Según las declaraciones oficiales, la decisión siguió las recomendaciones de la Real Policía Montada de Canadá. Los críticos argumentan que la justificación proporcionada por el gobierno carece de sustancia. El acceso a los correos electrónicos de los empleados, aunque potencialmente útil para los actores maliciosos, no representa una amenaza significativa para la seguridad nacional. Además, existen medidas alternativas para salvaguardar la privacidad individual sin comprometer el acceso público a la información esencial. La restricción parece alinearse con tendencias más amplias de centralización de las funciones de comunicación y limitación de la interacción directa entre los trabajadores del gobierno y el público.

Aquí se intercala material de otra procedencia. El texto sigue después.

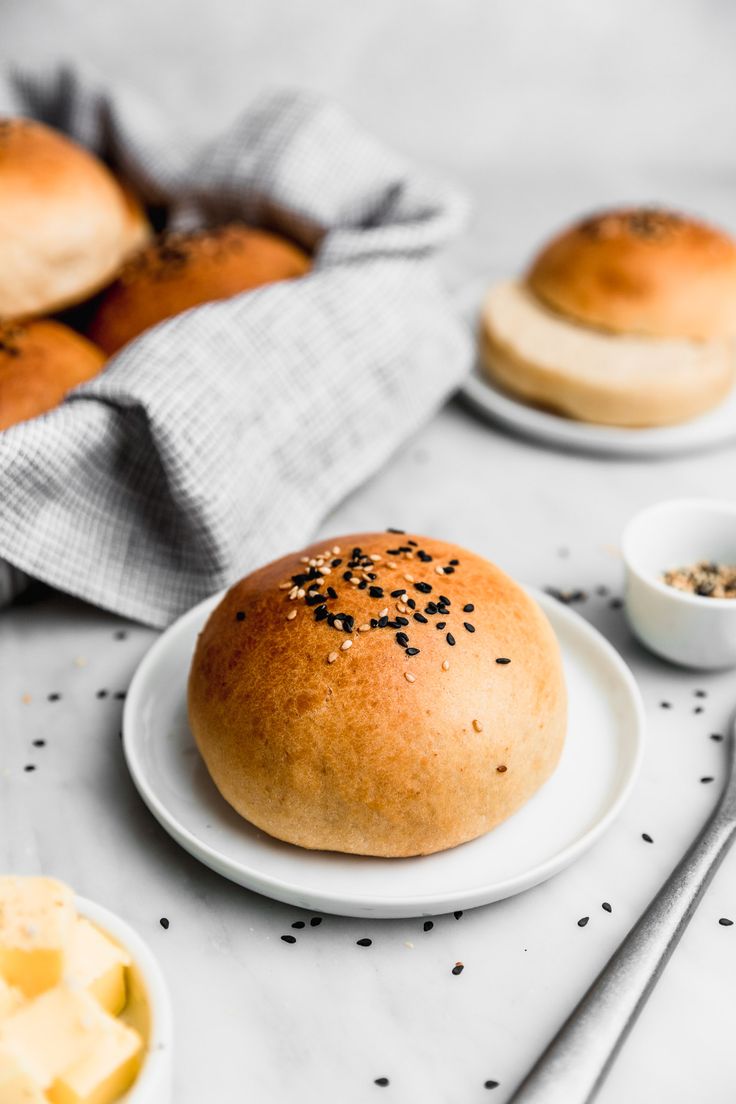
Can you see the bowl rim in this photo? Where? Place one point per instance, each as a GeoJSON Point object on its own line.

Este cambio refleja una estrategia a largo plazo que comenzó durante el mandato del ex primer ministro Gordon Campbell. En 2002, el gobierno liberal de Campbell despidió a casi todo el personal de comunicaciones sindicalizado, reemplazándolos por nombrados políticamente alineados. Este movimiento alteró significativamente el panorama de la comunicación gubernamental, priorizando los mensajes que apoyaban al partido gobernante sobre la transparencia de los hechos. El propio Campbell reconoció los desafíos planteados por los grupos de oposición, afirmando que la influencia de los intereses organizados, particularmente los sindicatos, representaba un desafío sustancial para su administración.
A pesar de estos cambios, el impacto en la efectividad del gobierno ha sido en gran medida negativo. El compromiso directo con expertos y trabajadores de primera línea a menudo produjo informes más perspicaces y creíbles que los mensajes cuidadosamente curados difundidos a través de canales oficiales. Como señaló un periodista, las conversaciones con personal gubernamental real proporcionaron perspectivas matizadas que estaban ausentes de las respuestas sanadas emitidas por los equipos de comunicaciones. Estas respuestas, a menudo sujetas a múltiples capas de revisión, tendían a ser vagas, tardías y carentes de detalles significativos. Las restricciones actuales complican aún más los esfuerzos para responsabilizar a los funcionarios.
Sin acceso a los nombres y la información de contacto de los funcionarios públicos, el periodismo de investigación se enfrenta a mayores obstáculos para descubrir la corrupción, la mala gestión o las ineficiencias. La falta de transparencia corre el riesgo de erosionar la confianza pública en las instituciones gubernamentales, particularmente entre las comunidades que dependen del acceso directo a los funcionarios locales para resolver problemas apremiantes. A medida que se desarrolla la situación, las implicaciones para la supervisión democrática siguen siendo inciertas.
El debate en curso sobre la transparencia probablemente seguirá dominando las discusiones sobre gobernanza y participación cívica en los próximos meses.